ALTEROLA BIOTECH INC.
(formerly Jedediah Resources Corp.)
(A Development Stage Company)
Notes to the Consolidated Financial Statements
September 30, 2010 and 2009
(Stated in US Dollars) – Page 11

 
The Company estimated the expected amount of loss carry forwards available. The Company expects to have significant net operating loss carry forwards for income tax purposes available to offset future taxable income.

Note 10 
Subsequent Events

Commitments

 
a)
On October 5, 2010, the Company entered into a exclusive contract with Glenbarry Holdings Inc. (“Glenbarry”) for Glenbarry to act as the Company’s Capital Acquisitions Consultant.  Glenbarry is to facilitate introductions of one or more persons whether individuals or otherwise to the Company for the purpose of investing in the Company.  The agreement is for an initial period of 120 days and shall renew automatically for successive terms unless either party delivers 10 days written notice of cancellation.

 
As compensation for successful introductions Glenbarry will receive a 5% cash commission upon the Company receiving investment funds.  Commission will continue to be payable for a period of 2 years after the expiration of the agreement if investment funds are received from any investor introduced by Glenbarry.

 
b)
On October 6, 2008, the Company’s wholly owned subsidiary, JRE Exploration Ltd (“JRE”) entered into a property option agreement whereby JRE was granted an option to earn up to an 85% interest in a mineral claim (the “Bragg” claim) consisting of 594.1 hectares located in the Omineca Mining Division of British Columbia.  It is located 78 miles north by north-west of the central British Columbia city of Prince George, approximately 25 miles south of the town of McKenzie and approximately 5 miles west of the hamlet of McLeod Lake. Access to the property is by way of logging roads, extending north and west from McLeod Lake. The option agreement is denominated in Canadian dollars.  Consideration for the option is cash payments totalling $8,623 (CDN$9,000) and aggregate exploration expenditures of $179,864 (CDN$186,000) as follows:

i) 
Cash payments as follows:

§
$1,850 (CDN$2,000) upon execution of the Option agreement (paid);
§
$1,866 (CDN$2,000) on or before October 31, 2009 (paid by way of promissory note which was paid in full on January 5, 2010);
§
$4,908 (CDN$5,000) on or before October 31, 2010.

 
 
ii)
Exploration expenditures of $12,804 (CDN$15,000) on or before October 31, 2009, $24,787 (CDN$28,000) in aggregate on or before October 31, 2010; $179,864 (CDN$186,000) in aggregate on or before October 31, 2011.

 
F-17

 

ALTEROLA BIOTECH INC.
(formerly Jedediah Resources Corp.)
(A Development Stage Company)
Notes to the Consolidated Financial Statements
September 30, 2010 and 2009
(Stated in US Dollars) – Page 12

Upon earning its 85% interest in the option, the Company shall enter into a joint venture agreement to develop and operate the property.

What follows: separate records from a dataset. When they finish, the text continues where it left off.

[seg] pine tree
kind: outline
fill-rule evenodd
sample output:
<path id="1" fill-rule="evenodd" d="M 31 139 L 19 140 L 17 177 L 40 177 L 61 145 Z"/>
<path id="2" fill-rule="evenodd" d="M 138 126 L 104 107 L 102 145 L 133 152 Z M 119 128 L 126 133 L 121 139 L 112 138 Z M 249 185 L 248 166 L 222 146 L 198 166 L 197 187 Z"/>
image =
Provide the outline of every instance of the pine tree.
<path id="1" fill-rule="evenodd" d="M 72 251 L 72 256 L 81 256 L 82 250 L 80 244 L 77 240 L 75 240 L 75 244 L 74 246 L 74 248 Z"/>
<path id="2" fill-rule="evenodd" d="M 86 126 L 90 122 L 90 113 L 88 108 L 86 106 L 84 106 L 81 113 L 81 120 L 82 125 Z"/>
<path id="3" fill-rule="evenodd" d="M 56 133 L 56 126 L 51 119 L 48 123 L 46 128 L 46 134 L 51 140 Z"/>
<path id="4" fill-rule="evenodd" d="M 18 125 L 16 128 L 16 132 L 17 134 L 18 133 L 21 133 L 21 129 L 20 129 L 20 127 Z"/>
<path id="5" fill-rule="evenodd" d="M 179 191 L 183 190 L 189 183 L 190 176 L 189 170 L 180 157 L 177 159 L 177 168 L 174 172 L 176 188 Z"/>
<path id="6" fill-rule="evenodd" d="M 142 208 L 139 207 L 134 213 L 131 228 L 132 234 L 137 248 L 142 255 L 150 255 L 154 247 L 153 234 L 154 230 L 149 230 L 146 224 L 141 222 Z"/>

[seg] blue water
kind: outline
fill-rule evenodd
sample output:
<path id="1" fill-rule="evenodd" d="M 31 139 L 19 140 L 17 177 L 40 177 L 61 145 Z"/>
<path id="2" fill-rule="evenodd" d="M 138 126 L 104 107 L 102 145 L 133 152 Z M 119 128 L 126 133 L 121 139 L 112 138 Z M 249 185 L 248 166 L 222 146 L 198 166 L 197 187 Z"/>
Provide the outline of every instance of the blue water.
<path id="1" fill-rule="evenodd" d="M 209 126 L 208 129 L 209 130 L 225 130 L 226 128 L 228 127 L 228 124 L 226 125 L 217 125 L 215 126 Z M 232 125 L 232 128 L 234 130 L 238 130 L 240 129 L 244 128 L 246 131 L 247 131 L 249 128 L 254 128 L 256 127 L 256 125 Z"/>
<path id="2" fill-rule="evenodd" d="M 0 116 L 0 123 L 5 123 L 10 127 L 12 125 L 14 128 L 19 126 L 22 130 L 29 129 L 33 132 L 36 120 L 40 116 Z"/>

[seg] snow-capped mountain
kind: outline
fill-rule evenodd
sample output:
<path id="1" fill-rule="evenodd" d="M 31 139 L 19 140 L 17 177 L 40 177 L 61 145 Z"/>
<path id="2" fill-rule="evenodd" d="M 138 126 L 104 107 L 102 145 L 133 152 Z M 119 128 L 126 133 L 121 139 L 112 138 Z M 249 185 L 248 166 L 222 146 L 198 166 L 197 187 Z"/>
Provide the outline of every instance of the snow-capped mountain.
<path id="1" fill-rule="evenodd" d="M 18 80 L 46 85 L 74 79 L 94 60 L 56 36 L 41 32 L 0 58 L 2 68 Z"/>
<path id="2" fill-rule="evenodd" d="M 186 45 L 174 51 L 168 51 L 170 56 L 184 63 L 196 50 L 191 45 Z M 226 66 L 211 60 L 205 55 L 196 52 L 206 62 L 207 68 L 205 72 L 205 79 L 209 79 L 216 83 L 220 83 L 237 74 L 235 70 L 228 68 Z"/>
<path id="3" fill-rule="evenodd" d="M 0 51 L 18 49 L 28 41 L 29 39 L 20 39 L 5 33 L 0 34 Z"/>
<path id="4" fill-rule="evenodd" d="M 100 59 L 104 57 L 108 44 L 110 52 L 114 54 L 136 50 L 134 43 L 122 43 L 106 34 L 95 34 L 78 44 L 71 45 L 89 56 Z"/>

As at March 31, 2010, the Company had incurred, via the operator, exploration expenditures aggregating $16,157 (CDN$19,207).

Note 10 
Subsequent Events – (cont’d)

The property option agreement was stated in Canadian dollars.  On May 3, 2010, the Company sold JRE to the Company’s former president and all commitments associated with the mineral property were assumed by the acquirer.

Other Subsequent Events

 
a)
On November 17, 2010, the President entered into a stock cancellation agreement with the Company whereby 40,000,000 common shares were returned to treasury and cancelled.  In consideration the Company will issue to the President options to acquire common stock pursuant to the stock option plan which will be adopted by the Company at some time in the future.  Due to the fact that the shares under this agreement have been cancelled without the exchange of consideration to reduce number of shares outstanding, the Company considered the change in capital structure from the cancellation agreement a reverse stock split.  In accordance with SAB Topic 4-C, the Company recorded the cancellation retroactively as of September 30, 2010 as a reduction to the par value of common stock with a corresponding increase to additional paid-in capital.

 
b)
On December 21, 2010, the Company issued 250,000 shares at $0.20 for aggregate proceeds of $50,000.